Another recurring issue is forgetting that subnetting rules are easier when the subnetted octet is obvious. In Class C, the action usually happens in the fourth octet. In Class B or when masks cross octet boundaries, the calculations become more complex, and the same shortcut logic can lead to mistakes.

The fastest way to get subnetting wrong is to trust your intuition before you verify the host count.

Good network planning means checking the math twice before deployment. That matters in DHCP scope design, switch VLAN assignment, and firewall rule placement because a wrong mask can produce duplicate addressing, unreachable hosts, or misrouted traffic.

For workforce and job-role context, the U.S. Bureau of Labor Statistics Occupational Outlook Handbook shows continued demand for network-related roles, which is one reason subnetting remains a baseline skill rather than a niche topic. Official NIST guidance also reinforces why address planning matters for segmented systems and security zoning.

What Tools And Quick Checks Help You Calculate Subnet Masks Faster?

Subnet calculators are useful for verification, but they should confirm your work, not replace it. If you rely on a calculator before you can estimate host counts and block size on your own, you will struggle when the tool is unavailable or when you need a quick answer in a troubleshooting session.

A simple cheat sheet still works well. Keep the common masks and block sizes in front of you:

• /25 = 128 block size, 126 usable hosts
• /26 = 64 block size, 62 usable hosts
• /27 = 32 block size, 30 usable hosts
• /28 = 16 block size, 14 usable hosts
• /29 = 8 block size, 6 usable hosts
• /30 = 4 block size, 2 usable hosts

Spreadsheets are also practical for repetitive subnet planning.

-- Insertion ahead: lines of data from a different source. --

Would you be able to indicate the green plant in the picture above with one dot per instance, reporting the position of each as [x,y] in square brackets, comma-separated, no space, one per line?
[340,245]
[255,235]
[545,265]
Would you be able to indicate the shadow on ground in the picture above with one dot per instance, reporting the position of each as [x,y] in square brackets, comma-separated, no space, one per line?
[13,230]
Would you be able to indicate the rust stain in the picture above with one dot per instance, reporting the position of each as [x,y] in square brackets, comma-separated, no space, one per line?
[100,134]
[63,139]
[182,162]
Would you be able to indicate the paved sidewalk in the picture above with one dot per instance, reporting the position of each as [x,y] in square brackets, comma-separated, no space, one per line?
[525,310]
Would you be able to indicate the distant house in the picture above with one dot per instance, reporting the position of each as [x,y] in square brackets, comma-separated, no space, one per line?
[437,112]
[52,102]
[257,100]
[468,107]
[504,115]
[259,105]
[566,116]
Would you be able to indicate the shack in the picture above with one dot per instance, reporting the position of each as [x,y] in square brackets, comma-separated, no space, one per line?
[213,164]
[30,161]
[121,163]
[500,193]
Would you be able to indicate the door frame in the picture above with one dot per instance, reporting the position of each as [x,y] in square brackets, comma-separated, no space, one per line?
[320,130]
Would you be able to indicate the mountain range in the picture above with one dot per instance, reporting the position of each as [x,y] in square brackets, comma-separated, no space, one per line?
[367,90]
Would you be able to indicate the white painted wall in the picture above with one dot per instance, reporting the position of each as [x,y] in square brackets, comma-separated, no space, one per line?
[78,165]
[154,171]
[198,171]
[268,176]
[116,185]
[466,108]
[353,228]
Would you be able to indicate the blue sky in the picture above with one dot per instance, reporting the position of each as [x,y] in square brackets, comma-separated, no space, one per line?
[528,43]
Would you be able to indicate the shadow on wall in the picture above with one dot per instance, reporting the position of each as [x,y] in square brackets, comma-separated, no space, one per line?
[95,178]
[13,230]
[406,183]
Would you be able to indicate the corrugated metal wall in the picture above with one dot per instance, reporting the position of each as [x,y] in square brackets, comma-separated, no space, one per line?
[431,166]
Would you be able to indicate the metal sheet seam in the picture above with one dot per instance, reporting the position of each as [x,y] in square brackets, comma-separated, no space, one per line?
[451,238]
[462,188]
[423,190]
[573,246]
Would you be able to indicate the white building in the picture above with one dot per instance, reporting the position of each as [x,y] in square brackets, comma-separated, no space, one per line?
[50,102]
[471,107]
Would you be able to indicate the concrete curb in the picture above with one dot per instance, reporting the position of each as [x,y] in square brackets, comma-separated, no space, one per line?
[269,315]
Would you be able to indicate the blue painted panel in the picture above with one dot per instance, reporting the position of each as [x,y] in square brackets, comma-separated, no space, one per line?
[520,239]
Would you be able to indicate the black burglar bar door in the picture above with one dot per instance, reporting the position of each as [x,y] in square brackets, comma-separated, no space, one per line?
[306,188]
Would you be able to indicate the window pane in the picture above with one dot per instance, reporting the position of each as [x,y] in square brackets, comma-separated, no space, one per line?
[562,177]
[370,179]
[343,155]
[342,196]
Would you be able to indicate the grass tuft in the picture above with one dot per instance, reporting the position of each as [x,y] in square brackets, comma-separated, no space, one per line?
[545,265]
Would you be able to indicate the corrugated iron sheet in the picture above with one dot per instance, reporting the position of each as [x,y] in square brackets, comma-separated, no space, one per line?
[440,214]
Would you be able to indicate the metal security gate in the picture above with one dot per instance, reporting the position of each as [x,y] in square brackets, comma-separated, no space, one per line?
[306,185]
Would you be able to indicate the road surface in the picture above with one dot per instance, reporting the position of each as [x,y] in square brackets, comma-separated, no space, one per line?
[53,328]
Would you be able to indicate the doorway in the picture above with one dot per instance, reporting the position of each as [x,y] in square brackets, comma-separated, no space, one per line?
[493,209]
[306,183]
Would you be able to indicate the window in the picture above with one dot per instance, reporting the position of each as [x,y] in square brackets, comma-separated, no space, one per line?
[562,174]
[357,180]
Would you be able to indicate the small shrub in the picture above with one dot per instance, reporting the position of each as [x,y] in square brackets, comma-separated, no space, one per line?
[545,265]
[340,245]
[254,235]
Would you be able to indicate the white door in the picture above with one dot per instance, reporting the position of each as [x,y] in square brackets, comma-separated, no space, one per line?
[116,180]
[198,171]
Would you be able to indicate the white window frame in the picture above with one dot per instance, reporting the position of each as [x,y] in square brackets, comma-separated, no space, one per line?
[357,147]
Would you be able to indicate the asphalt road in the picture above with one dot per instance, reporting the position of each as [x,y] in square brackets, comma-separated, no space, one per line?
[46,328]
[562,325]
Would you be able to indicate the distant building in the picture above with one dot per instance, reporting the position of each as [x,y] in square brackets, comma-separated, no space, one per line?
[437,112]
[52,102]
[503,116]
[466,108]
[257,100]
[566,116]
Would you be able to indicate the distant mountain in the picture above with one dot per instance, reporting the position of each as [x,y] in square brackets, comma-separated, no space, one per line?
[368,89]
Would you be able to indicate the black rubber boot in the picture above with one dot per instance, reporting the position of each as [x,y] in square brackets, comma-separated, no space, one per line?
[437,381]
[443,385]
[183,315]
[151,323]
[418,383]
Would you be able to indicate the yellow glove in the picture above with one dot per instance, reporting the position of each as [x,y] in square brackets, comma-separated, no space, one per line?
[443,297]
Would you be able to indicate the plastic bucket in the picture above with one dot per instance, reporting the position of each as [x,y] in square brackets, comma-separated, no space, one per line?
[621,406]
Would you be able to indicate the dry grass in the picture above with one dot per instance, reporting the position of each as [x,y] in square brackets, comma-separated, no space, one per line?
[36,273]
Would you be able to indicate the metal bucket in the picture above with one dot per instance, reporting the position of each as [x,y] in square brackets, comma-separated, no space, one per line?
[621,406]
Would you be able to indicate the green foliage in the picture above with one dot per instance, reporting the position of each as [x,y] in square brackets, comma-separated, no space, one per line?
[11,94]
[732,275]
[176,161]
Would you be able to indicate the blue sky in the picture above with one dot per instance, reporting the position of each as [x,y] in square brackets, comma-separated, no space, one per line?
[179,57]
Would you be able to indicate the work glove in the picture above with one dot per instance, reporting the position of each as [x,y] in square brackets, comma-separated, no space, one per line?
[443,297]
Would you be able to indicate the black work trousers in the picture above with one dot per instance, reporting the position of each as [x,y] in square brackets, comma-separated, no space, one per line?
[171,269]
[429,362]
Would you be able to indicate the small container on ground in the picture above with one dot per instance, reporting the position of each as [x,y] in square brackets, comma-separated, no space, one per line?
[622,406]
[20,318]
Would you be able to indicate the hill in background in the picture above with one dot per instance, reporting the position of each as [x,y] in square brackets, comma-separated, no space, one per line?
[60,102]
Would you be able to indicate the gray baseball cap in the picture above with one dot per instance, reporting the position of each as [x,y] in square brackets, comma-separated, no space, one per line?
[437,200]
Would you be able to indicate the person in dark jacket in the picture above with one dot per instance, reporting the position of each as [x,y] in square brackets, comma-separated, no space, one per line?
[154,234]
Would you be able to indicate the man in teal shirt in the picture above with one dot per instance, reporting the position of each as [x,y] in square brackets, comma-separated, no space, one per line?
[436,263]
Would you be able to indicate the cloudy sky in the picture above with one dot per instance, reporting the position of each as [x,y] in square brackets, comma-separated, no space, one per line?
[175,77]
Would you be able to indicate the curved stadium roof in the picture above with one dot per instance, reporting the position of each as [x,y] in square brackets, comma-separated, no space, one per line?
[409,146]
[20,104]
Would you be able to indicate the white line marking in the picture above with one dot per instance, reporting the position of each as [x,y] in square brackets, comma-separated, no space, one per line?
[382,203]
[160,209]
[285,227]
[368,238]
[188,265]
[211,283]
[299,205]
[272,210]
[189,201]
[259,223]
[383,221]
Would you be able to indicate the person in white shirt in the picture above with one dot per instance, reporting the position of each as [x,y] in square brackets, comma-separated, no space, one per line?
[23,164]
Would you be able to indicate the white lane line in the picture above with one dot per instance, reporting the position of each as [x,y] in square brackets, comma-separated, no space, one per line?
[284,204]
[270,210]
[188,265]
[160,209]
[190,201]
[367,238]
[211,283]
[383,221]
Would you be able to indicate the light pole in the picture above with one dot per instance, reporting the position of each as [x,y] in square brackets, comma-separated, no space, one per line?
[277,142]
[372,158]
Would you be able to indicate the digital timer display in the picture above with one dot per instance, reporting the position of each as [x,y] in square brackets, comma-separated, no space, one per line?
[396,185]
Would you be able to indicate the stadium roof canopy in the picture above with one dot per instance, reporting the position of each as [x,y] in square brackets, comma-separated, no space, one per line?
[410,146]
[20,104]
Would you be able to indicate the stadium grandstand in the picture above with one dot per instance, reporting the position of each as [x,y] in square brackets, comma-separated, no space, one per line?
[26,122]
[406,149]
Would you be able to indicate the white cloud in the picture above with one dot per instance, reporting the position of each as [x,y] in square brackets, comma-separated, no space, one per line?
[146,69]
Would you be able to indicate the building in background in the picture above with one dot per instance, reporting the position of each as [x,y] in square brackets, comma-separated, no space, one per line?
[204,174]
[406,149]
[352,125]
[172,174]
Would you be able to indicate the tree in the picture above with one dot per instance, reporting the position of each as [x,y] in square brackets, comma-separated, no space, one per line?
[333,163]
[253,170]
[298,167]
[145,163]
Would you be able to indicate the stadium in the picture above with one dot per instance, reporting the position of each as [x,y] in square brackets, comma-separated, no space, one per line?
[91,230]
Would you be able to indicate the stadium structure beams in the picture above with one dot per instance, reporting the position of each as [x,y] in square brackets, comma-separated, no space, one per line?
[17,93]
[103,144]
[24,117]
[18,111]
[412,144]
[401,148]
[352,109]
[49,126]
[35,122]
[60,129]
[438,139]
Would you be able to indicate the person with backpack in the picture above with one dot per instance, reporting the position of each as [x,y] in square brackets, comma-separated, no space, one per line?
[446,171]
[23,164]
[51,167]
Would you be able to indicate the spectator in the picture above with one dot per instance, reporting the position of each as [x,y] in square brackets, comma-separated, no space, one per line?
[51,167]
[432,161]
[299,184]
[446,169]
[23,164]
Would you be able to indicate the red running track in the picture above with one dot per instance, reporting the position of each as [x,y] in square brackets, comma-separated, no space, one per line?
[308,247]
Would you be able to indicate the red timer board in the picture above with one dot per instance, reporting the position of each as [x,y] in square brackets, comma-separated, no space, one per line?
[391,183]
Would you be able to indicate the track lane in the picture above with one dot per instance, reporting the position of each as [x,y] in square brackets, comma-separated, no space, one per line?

A simple sheet with columns for network address, prefix length, block size, first host, last host, and broadcast address can speed up branch planning or lab design. The point is not automation for its own sake. The point is reducing human error.

Command-line tools help too. On Windows, ipconfig shows the configured mask, and ping or tracert can help test reachability when a subnet is wrong. On Linux, ip addr, ip route, and ping are the quick checks that matter most.

For official operating system guidance, Microsoft’s documentation on network settings in Windows Server networking is a useful check when you are validating static configuration, DHCP behavior, or adapter properties in production.

How Do You Verify It Worked?

You verify subnetting by confirming the address falls inside the expected network, the host count matches the design, and the system can communicate with the right peers. If any one of those checks fails, the subnet mask, gateway, or DHCP scope may be wrong.

Start with the address itself. If you planned 192.168.1.64/26, then any address from 192.168.1.65 to 192.168.1.126 should be usable. If you see a host assigned 192.168.1.130 with that mask, it is not in the correct subnet.

Then verify the machine configuration:

• Windows: run ipconfig /all and check the IPv4 address, subnet mask, and default gateway.
• Linux: run ip addr and ip route to confirm the prefix and route.
• Network devices: review interface status and routing tables for the expected mask.

Success looks like this: hosts communicate with devices in the same subnet, the default gateway is reachable, and traffic to other subnets is routed correctly. Failure usually looks like APIPA addresses, duplicate gateway complaints, or hosts that can ping themselves but nothing beyond the local segment.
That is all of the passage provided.